Hinter Maribor trennt ein ausgeprägter Höhenzug das Drautal vom österreichischen Murtal. Von Maribor aus schlängelt sich ein kleines Nebental durch diesen Höhenzug hinüber nach Österreich. Vieles deutet darauf hin, dass hier schon seit Jahrhunderten viel Fernverkehr durchgeflossen sein muss. Heute wird dieses Tal von einer Autobahn, einer Hauptstraße und einer stark befahrenen Bahnlinien genutzt. Die Hauptstraße ist aber nur mäßig befahren und durchaus für Radfahrer geeignet. Man erspart sich dabei viel auf und ab. Wer will, kann aber auch einen Fernradweg benutzen, der durch die Hügel hinüber nach Österreich führt.
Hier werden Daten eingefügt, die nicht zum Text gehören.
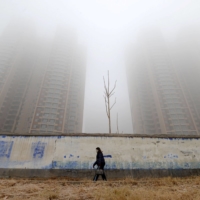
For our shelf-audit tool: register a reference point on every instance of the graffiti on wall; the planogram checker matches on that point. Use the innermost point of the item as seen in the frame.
(38, 149)
(5, 149)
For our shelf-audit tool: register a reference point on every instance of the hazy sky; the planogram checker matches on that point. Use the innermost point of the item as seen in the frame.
(106, 28)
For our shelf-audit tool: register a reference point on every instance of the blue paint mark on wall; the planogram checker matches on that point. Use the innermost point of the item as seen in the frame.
(107, 156)
(5, 149)
(38, 149)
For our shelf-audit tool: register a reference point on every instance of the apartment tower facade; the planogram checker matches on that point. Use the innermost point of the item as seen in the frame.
(43, 82)
(158, 100)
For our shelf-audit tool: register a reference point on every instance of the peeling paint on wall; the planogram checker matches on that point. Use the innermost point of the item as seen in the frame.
(68, 152)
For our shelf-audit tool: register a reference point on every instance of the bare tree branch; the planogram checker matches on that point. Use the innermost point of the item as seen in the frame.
(113, 104)
(107, 95)
(113, 88)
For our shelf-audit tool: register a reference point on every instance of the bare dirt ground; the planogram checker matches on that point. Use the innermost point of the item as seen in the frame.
(127, 189)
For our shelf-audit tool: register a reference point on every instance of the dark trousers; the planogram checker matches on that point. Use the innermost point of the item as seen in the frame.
(96, 176)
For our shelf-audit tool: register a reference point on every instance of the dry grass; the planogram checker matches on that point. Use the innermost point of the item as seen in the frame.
(127, 189)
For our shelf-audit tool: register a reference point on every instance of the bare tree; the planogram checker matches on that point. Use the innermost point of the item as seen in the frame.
(107, 94)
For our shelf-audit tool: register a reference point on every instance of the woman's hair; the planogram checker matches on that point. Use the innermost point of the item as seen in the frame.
(98, 149)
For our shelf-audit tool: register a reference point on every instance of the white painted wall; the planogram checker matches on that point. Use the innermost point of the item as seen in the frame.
(46, 152)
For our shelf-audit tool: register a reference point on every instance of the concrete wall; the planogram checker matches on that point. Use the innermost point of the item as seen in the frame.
(78, 152)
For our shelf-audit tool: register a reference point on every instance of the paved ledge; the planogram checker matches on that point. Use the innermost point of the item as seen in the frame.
(103, 135)
(89, 174)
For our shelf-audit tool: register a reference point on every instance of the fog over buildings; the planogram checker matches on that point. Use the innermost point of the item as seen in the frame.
(54, 54)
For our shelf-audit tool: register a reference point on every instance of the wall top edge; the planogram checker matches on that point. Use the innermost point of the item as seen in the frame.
(101, 135)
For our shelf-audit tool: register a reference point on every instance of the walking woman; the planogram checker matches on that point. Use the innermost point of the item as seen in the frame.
(100, 162)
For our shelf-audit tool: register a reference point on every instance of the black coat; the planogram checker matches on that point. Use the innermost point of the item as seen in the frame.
(99, 159)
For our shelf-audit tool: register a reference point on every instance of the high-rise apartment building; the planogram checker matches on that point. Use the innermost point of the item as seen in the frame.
(42, 89)
(59, 107)
(159, 103)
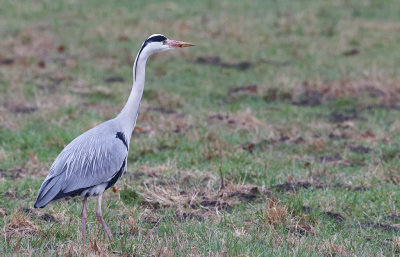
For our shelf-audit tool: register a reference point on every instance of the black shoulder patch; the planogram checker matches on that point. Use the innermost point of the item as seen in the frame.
(120, 135)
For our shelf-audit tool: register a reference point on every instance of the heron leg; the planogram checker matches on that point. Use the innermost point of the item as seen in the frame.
(84, 218)
(100, 217)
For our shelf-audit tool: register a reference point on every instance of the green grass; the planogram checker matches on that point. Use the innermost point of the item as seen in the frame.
(318, 140)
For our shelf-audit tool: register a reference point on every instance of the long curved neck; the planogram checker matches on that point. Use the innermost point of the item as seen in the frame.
(130, 111)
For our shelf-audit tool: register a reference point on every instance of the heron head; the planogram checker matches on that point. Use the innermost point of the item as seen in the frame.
(160, 43)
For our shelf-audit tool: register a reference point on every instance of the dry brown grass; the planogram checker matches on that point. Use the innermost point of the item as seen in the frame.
(275, 213)
(332, 248)
(20, 226)
(243, 121)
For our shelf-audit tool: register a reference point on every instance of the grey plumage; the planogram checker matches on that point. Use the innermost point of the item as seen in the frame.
(92, 159)
(95, 160)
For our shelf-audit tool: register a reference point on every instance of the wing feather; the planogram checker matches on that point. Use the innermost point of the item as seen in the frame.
(91, 159)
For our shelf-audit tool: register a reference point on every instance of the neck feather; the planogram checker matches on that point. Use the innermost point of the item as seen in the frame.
(128, 114)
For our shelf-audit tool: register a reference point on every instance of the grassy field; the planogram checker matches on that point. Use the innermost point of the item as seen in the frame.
(278, 135)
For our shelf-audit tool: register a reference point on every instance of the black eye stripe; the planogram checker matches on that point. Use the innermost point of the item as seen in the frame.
(158, 38)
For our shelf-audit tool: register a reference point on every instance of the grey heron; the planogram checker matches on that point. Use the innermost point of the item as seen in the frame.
(96, 160)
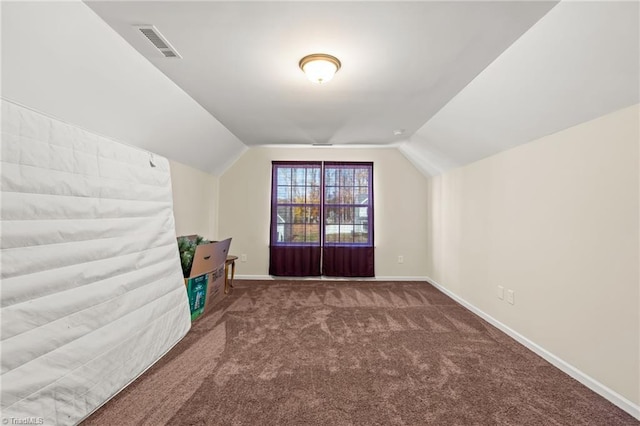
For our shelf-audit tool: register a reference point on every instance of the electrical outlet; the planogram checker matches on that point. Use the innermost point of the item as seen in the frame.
(510, 296)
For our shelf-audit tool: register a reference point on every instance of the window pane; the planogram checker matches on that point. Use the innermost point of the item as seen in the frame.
(313, 177)
(332, 215)
(346, 233)
(346, 196)
(330, 177)
(298, 194)
(360, 237)
(362, 177)
(346, 177)
(284, 215)
(284, 233)
(284, 194)
(346, 215)
(298, 233)
(331, 233)
(299, 176)
(313, 194)
(331, 195)
(284, 176)
(298, 214)
(361, 195)
(313, 233)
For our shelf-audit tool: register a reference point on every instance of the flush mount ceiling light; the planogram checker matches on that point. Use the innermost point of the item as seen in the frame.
(319, 67)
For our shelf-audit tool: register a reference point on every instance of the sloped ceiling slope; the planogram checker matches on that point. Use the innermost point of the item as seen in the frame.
(401, 61)
(60, 59)
(579, 62)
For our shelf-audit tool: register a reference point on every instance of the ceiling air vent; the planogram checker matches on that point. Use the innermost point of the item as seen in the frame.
(153, 35)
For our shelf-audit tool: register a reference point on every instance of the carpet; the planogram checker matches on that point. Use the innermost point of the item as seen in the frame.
(351, 353)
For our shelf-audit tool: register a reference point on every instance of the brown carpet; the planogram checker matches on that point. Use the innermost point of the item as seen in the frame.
(351, 353)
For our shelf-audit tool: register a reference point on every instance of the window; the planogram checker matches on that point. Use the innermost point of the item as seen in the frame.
(297, 204)
(321, 219)
(348, 203)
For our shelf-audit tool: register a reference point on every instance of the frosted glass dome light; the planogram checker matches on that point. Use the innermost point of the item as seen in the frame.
(319, 67)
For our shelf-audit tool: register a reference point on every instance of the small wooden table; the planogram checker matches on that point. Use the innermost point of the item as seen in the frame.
(228, 283)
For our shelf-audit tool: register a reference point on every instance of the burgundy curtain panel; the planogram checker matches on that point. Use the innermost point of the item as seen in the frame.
(322, 219)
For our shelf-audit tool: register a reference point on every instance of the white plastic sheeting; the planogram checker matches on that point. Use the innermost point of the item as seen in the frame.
(92, 291)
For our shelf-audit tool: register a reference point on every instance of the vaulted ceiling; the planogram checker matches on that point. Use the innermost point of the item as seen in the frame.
(463, 80)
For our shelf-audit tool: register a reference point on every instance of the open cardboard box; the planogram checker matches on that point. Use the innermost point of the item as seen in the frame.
(205, 284)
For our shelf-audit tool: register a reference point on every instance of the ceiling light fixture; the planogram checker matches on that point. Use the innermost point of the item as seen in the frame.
(319, 67)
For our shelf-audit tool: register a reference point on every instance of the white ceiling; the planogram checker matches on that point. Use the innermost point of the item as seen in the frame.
(401, 61)
(465, 79)
(579, 62)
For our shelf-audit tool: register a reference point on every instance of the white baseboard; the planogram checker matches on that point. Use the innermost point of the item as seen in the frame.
(588, 381)
(323, 278)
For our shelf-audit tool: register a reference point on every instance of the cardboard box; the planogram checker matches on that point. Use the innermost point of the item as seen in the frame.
(208, 261)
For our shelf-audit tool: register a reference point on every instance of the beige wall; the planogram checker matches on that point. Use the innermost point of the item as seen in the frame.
(556, 220)
(194, 201)
(400, 205)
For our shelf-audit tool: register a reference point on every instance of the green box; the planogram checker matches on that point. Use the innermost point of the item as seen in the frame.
(197, 292)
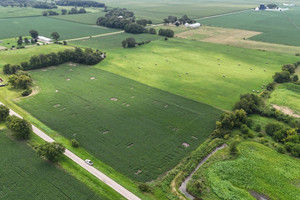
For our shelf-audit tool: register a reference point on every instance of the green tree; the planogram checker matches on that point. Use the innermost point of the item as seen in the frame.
(34, 34)
(55, 36)
(51, 151)
(19, 127)
(4, 112)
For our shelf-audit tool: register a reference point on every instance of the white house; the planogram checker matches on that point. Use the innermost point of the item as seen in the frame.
(44, 39)
(196, 25)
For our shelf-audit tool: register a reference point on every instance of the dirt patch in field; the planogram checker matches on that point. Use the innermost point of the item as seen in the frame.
(286, 110)
(235, 37)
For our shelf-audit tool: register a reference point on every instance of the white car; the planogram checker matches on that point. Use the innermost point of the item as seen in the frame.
(89, 162)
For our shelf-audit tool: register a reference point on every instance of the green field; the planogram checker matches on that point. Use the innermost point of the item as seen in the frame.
(112, 41)
(143, 128)
(26, 176)
(15, 27)
(258, 168)
(287, 95)
(276, 27)
(165, 64)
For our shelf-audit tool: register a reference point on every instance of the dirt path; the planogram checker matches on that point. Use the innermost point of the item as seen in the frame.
(286, 110)
(182, 187)
(93, 36)
(102, 177)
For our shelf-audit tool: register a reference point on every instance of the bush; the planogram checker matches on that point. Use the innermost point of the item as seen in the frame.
(75, 143)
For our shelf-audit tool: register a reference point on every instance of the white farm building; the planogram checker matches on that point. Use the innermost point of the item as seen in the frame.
(196, 25)
(44, 39)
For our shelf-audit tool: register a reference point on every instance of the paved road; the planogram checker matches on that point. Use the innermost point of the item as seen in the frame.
(108, 181)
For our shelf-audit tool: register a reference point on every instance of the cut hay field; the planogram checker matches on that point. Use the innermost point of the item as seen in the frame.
(288, 95)
(112, 41)
(195, 69)
(258, 168)
(26, 176)
(119, 120)
(277, 27)
(15, 27)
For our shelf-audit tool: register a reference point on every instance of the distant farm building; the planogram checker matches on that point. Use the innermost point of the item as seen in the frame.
(196, 25)
(44, 39)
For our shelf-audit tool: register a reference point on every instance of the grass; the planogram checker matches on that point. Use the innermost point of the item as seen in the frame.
(165, 64)
(26, 176)
(277, 27)
(111, 42)
(15, 27)
(20, 55)
(258, 168)
(287, 94)
(144, 129)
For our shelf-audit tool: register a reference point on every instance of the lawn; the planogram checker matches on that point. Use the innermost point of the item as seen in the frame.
(112, 41)
(26, 176)
(277, 27)
(119, 120)
(287, 94)
(15, 27)
(258, 168)
(196, 70)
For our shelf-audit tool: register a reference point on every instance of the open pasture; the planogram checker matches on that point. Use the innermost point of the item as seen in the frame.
(15, 27)
(111, 42)
(277, 27)
(26, 176)
(258, 168)
(208, 73)
(119, 120)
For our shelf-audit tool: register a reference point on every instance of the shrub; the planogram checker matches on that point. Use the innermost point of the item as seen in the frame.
(75, 143)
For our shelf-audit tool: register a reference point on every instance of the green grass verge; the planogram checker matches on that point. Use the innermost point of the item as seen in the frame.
(258, 168)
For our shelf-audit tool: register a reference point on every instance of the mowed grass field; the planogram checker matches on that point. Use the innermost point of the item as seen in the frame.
(15, 27)
(112, 41)
(196, 70)
(26, 176)
(277, 27)
(287, 95)
(258, 168)
(119, 120)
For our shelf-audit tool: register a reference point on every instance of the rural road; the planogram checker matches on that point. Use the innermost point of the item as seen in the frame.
(102, 177)
(183, 185)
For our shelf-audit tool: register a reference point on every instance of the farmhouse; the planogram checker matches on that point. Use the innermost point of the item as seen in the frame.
(196, 25)
(44, 39)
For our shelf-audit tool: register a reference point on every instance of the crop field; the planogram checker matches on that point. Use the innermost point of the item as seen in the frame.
(21, 55)
(277, 27)
(119, 120)
(15, 27)
(258, 168)
(209, 73)
(88, 18)
(26, 176)
(112, 41)
(287, 95)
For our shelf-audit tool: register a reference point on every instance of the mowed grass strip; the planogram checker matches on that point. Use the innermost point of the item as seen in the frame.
(138, 130)
(209, 73)
(112, 41)
(277, 27)
(258, 168)
(26, 176)
(45, 26)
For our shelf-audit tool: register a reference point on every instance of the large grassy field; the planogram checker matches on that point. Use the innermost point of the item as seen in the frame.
(119, 120)
(277, 27)
(195, 69)
(45, 26)
(112, 41)
(26, 176)
(258, 168)
(287, 95)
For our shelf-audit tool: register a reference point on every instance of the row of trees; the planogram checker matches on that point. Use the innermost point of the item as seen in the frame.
(21, 129)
Murtal-Radweg Murtal-Radweg südlich von Graz

In Österreich erwartete mich dann der Murtal-Radweg. Es handelt sich dabei um einen mustergültigen Radweg, der gut asfaltiert ist und abseits der Autostraße durch die Wiesen und Auwälder an der Mur verläuft. Er vermeidet lästige Ortsdurchfahrten und bringt einen ohne viele Umwege zügig nach Graz. Ich hatte in den letzten Monaten auf den teilweise sehr schlechten Straßen mit oft sehr viel Verkehr ganz vergessen, dass es soetwas gibt. Jetzt genoss ich die angenehme Fahrt.


Hauptplatz in Graz Hauptplatz in Graz

Graz ist in gewisser Weise ein Pendant zu Maribor, und doch wieder ganz anders. Graz birst fast wegen den vielen Menschen, die am Abend die Innenstadt bevölkern. Viele der kleinen Nebenstraßen in der Innenstadt sind dicht belegt mit den Tischen und Stühlen der zahlreichen Cafes und Restaurants. Und alles ist voller gut gelaunter Gäste. Davon können die meisten vergleichbaren Städte in Deutschland nur träumen. Graz tut aber auch viel für seinen Erfolg: Open-Air-Konzerte mitten in der Stadt, Theater, Konzertsäle, Museen, ... Nur wenige Städte vergleichbarer Größe bieten ein so reichhaltiges kulturelles Angebot wie Graz.


Kunst-Insel Vielfältiges Kulturleben in Graz

Diese schwimmende Freilichtbühne, die mitten in Graz in den Fluss Mur gebaut wurde, hat mich besonders beein­druckt. Sie ist aber nur eine von den vielen kulturellen Attraktionen dieser besuchenswerten Stadt.